The precision is important in my case, because I'm trying to
shrink an existing array -- first the filesystem, then the RAID
array, then the constituent partitions. I fear if I specify
any new sizes incorrectly, the next thing on disk (superblock
or future new subsequent partition) could be overwritten and
corrupted.
There are still two areas where additional details about the
mdadm behavior would help (see below)...
Paul Clements wrote:
Gordon Mohr (@ Bitzi) wrote:
My 'mdadm' (v1.6.0) man page includes:
# -z, --size=
# Amount (in Kibibytes) of space to use from each drive in
# RAID1/4/5/6. This must be a multiple of the chunk size, and
# must leave about 128Kb of space at the end of the drive for the
# RAID superblock. If this is not specified (as it normally is
# not) the smallest drive (or partition) sets the size, though if
# there is a variance among the drives of greater than 1%, a
# warning is issued.
There are several problems when trying to interpret the phrase "This must be a
multiple of the chunk size, and must leave about 128Kb of space at the end of
the drive for the RAID superblock."
(1) Someone resizing an array may not know the chunk size, and it's unclear
if assuming the default of 64 is OK, or dangerous. (My experiments show that
'mdadm' will accept a size value that is not a multiple of 64, and will update
the array size as shown by --detail to this non-multiple size, at least for
RAID1. Does this risk disaster?)
RAID1 doesn't use chunk size, so chunk size is completely irrelevant
here. But, for the RAID levels that use chunk size, things are handled
correctly -- mdadm will round the size to a chunk multiple.

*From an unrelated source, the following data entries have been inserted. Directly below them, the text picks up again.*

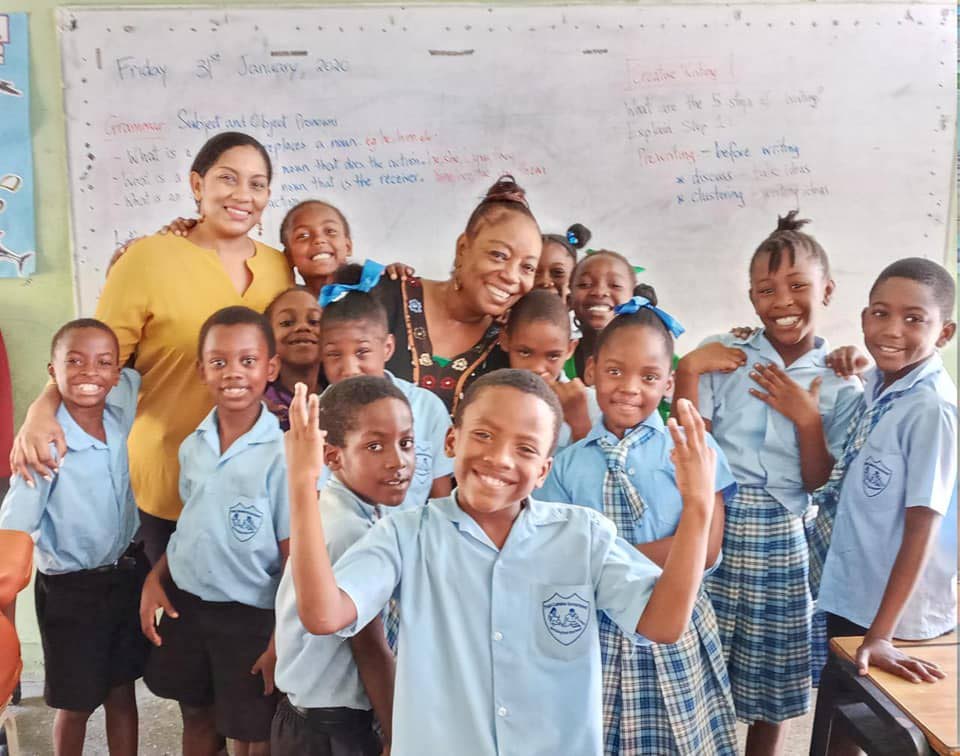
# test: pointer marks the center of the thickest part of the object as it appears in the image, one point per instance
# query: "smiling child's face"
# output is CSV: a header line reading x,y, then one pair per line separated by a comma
x,y
316,241
501,449
378,457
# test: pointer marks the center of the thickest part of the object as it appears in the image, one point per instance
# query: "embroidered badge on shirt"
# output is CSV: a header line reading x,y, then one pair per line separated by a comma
x,y
876,476
566,617
245,520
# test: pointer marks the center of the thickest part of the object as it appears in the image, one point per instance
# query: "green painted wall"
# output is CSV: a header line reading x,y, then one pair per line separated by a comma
x,y
32,309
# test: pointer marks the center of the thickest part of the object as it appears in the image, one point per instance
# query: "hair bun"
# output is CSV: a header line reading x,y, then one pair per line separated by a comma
x,y
506,189
790,222
578,235
646,290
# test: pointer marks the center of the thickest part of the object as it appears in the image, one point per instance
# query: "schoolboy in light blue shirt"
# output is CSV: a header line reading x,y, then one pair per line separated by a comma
x,y
217,580
355,341
481,668
761,444
333,686
891,568
89,576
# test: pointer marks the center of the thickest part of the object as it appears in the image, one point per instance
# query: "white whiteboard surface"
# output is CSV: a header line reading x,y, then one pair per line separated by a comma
x,y
676,134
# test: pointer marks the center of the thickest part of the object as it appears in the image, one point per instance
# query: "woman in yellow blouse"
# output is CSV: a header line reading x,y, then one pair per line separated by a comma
x,y
155,299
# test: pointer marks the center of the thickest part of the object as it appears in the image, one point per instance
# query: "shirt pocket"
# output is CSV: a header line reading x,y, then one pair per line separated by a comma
x,y
248,521
881,479
562,616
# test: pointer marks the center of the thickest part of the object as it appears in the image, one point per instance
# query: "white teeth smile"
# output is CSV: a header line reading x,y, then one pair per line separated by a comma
x,y
491,481
499,294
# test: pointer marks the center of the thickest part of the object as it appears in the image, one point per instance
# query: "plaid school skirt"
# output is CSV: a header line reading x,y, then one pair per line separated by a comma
x,y
762,600
667,698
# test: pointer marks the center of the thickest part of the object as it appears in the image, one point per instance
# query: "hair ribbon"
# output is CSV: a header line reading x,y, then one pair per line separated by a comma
x,y
369,277
635,304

OK. Does it round to nearest, or consistently up or down? (This
isn't relevant for my RAID1 case, but if it were rounding up
without the user realizing it, wouldn't a following partition on
disk be at risk?)
(2) "Kb" is technically the abbrieviation of "kilobits", not "kibibytes". I'm
assuming "128Kb" means "128 kibibytes" from the preceding context. I suggest
avoiding the abbrieviation entirely to avoid confusion.
(3) To "leave" space is ambiguous in what it means for the value specified.

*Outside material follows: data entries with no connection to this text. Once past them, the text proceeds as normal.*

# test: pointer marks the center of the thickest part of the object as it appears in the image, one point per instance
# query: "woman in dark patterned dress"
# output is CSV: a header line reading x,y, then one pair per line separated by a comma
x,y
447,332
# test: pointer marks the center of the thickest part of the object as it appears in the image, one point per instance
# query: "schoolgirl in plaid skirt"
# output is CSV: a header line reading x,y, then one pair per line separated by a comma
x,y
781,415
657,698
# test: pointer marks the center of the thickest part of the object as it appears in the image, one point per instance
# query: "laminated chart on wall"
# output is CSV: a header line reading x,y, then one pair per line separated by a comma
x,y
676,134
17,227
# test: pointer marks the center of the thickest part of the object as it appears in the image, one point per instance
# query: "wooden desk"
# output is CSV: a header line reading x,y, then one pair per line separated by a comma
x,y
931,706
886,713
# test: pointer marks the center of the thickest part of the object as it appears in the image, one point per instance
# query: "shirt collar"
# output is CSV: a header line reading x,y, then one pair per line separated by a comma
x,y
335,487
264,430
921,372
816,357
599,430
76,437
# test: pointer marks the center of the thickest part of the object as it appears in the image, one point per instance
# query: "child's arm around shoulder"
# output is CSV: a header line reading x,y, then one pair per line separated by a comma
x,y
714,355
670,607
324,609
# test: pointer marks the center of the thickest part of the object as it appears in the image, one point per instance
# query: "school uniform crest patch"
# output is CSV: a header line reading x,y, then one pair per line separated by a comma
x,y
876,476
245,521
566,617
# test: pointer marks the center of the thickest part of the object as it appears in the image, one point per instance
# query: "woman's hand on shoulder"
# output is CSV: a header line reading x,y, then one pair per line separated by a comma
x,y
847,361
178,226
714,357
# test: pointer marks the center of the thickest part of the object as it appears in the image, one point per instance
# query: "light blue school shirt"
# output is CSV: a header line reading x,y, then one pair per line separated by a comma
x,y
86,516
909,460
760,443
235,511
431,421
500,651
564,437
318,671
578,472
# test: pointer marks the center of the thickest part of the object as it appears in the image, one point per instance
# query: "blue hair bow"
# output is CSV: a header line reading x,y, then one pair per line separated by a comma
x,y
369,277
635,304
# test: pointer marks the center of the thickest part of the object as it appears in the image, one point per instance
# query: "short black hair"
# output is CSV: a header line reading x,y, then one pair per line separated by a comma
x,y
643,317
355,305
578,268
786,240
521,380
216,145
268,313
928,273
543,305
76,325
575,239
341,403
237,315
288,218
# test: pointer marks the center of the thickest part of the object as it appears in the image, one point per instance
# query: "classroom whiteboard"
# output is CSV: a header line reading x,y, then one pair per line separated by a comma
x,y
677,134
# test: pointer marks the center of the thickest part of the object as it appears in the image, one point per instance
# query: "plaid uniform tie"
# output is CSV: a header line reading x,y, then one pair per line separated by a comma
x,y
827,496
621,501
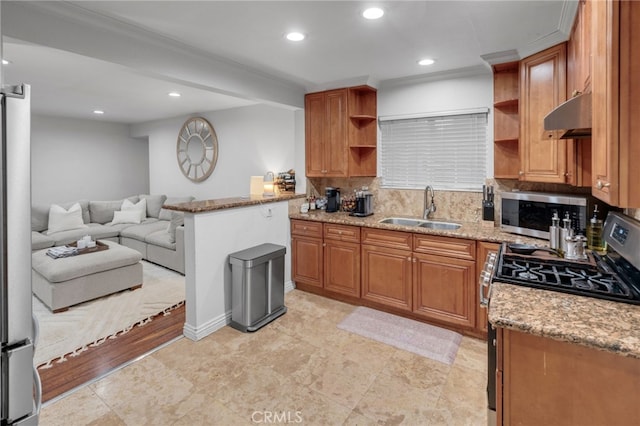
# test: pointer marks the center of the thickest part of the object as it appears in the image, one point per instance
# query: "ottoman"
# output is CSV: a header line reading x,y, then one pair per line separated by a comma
x,y
60,283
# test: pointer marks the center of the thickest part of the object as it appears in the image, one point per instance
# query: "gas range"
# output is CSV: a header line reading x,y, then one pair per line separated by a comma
x,y
597,278
612,276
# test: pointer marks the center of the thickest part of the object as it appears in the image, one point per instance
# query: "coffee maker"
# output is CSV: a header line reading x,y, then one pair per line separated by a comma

Should the we take the amount of space needed for our filesystem and add 128K
to get the 'size' value to specify? Or specify exactly what's needed for
the filesystem, and be aware that RAID will actually use 128K more on
the consitutent devices than what was specified? (I *think* the second is
meant, but I'm not sure.)
Yes. You are specifying the "data" size. The superblock will be located
somewhere in the 128KB past the data.
OK.
(4) The imprecise "about 128Kb" raises the question: is more than 128K
sometimes needed? If I "leave" exactly 128K, is that a recipe for
eventual disaster when someday the superblock goes over this allotment?
No. The superblock takes 4K. The thing that makes the 128KB number
variable is the algorithm used to locate the superblock. The superblock
is always placed between 64 and 128 KB from the end of the disk:
super_location = disk_size - (disk_size % 64KB) - 64KB
All this being said, you rarely need to actually specify the array size.
mdadm is smart enough to figure all this out and use all available disk
capacity, which is almost always what you want.
For the case where I'm intentionally creating a smaller
array, which does not use all of the underlying partition
capacity, does this mean I should do things in the order...
(1) shrink filesystem
(2) shrink consituent partition(s)
(3) shrink RAID
...so the 'disk_size' (really, partition_size) can be
consulted to determine the new superblock location? Or,
does the formula actually work forward from the data_size
rather than back from the disk_size when specifying a
smaller-than-default array?
Finally, once this is all clear to me, I could write up
a new suggested wording for the man page that removes the
ambiguities. Would posting that here give it a chance to
be integrated into a future man page revision?